Linear SVM Classification

Dealing with different aspects of SVM classification

Linear SVM Classification

This article tells the classification aspect of support vector machines. Support vector machines are very powerful machine learning model. They have the capability to perform linear as well as non-linear classification, regression and they are effective for outlier detection. SVMs are well suited for classification problems in which they are used to classify two classes which are also separable.

Specialization in the category of classication -

  • For complex datasets

  • Small or medium datasets

SVM is a type of machine learning algorithm that finds the optimal decision boundary (hyperplane) between two classes of data while maximizing the margin between the classes. Though they are used for classification of both linear and non-linear data.

In this article, we will cover the concept of linear SVM classification.

Linear SVM Classification

As we have already seen in previous articles, there are many other ML models and algorithms which are used for linear classification such as logistic regression, SGD classifier, Lasso and Ridge classifier. One of the most effective classifier is SVM that is support vector machine.

Before getting into it, let us know what are linearly separable classes.

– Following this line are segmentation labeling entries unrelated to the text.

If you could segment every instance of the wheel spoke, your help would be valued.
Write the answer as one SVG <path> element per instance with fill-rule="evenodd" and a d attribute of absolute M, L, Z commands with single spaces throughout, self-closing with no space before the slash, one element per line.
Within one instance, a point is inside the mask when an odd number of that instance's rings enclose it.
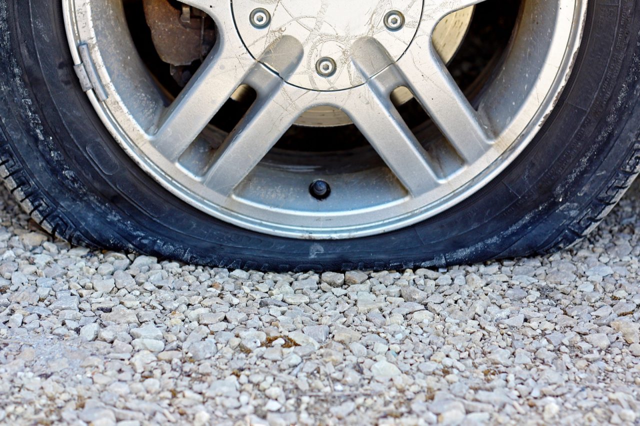
<path fill-rule="evenodd" d="M 243 52 L 220 40 L 172 104 L 153 137 L 168 159 L 177 161 L 251 70 L 255 61 Z"/>
<path fill-rule="evenodd" d="M 353 97 L 347 113 L 378 155 L 414 197 L 433 189 L 436 177 L 426 152 L 392 103 L 384 80 L 396 81 L 388 68 L 362 86 L 360 95 Z M 363 93 L 365 92 L 365 93 Z"/>
<path fill-rule="evenodd" d="M 430 38 L 414 40 L 397 65 L 418 102 L 467 163 L 490 148 L 489 126 L 456 84 Z"/>
<path fill-rule="evenodd" d="M 309 91 L 289 86 L 261 69 L 257 79 L 270 79 L 255 103 L 214 155 L 205 184 L 228 195 L 248 175 L 307 107 Z"/>

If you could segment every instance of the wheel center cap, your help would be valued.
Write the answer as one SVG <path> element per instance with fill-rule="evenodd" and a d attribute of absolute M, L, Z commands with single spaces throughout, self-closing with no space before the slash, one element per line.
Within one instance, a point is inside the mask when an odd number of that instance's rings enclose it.
<path fill-rule="evenodd" d="M 299 87 L 332 91 L 366 80 L 352 60 L 353 49 L 364 45 L 355 45 L 358 40 L 374 38 L 390 60 L 399 59 L 415 35 L 422 1 L 251 0 L 232 6 L 240 36 L 256 59 L 274 68 L 263 58 L 278 40 L 292 37 L 302 46 L 301 59 L 281 76 Z"/>

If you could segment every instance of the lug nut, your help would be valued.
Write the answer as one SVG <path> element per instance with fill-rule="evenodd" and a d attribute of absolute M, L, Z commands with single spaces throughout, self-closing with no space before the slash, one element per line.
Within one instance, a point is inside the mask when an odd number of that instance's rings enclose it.
<path fill-rule="evenodd" d="M 397 31 L 404 26 L 404 15 L 397 10 L 392 10 L 385 15 L 385 26 L 390 31 Z"/>
<path fill-rule="evenodd" d="M 324 180 L 314 180 L 309 186 L 309 192 L 314 198 L 324 200 L 331 194 L 331 187 Z"/>
<path fill-rule="evenodd" d="M 251 24 L 256 28 L 264 28 L 271 22 L 271 14 L 266 9 L 258 8 L 253 9 L 253 12 L 251 12 L 249 20 L 251 21 Z"/>
<path fill-rule="evenodd" d="M 335 61 L 330 58 L 321 58 L 316 63 L 316 70 L 323 77 L 331 77 L 335 73 Z"/>

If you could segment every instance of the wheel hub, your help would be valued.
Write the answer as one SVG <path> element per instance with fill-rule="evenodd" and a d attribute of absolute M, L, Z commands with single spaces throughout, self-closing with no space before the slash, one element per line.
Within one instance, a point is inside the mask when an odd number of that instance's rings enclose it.
<path fill-rule="evenodd" d="M 352 62 L 355 42 L 373 38 L 395 62 L 406 51 L 420 22 L 422 1 L 394 0 L 280 0 L 233 2 L 236 25 L 256 59 L 274 42 L 292 37 L 302 46 L 295 69 L 282 75 L 287 83 L 310 90 L 335 91 L 363 84 L 366 78 Z M 280 70 L 275 70 L 280 72 Z M 281 74 L 282 75 L 282 74 Z"/>

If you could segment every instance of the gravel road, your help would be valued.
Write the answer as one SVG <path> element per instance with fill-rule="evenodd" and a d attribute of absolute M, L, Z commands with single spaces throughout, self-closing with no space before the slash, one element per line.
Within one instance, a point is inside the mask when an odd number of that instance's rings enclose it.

Linearly separable classes — Linearly separable classes or data are a type of binary classification problem in which two classes, one positive and one negative can be separated by a decision boundary. Decision boundary is a boundary that is a linear function of the features of the data given that separates the classes.

This is a graph showing linearly separable classes. There are three different decision boundaries but if we clearly observe then red and green boundaries are so close to the data points that these models may not perform well on new instances added to the data. We can think that black line shows the boundary made by SVM. SVMs are very effective in such cases and they prepare good decision boundaries with proper margins for both classes. The margin is the distance between the decision boundary and the nearest data points from each class. SVM always try to increase this decision boundary as much as possible so that the distribution remains same for both and they would not produce any error and perform better even if new data instances are added to the data.

The graph shown above shows the decision boundary prepared by SVM for the data points. The dotted lines show the margins for both classes.

Large Margin Classification

  • Large Margin refers to the wide separation or “margin” between the decision boundary (hyperplane) and the nearest data points of each class.

  • In a large margin classification, the SVM tries to find a decision boundary that not only correctly classifies the data points but also maximizes the margin between the classes.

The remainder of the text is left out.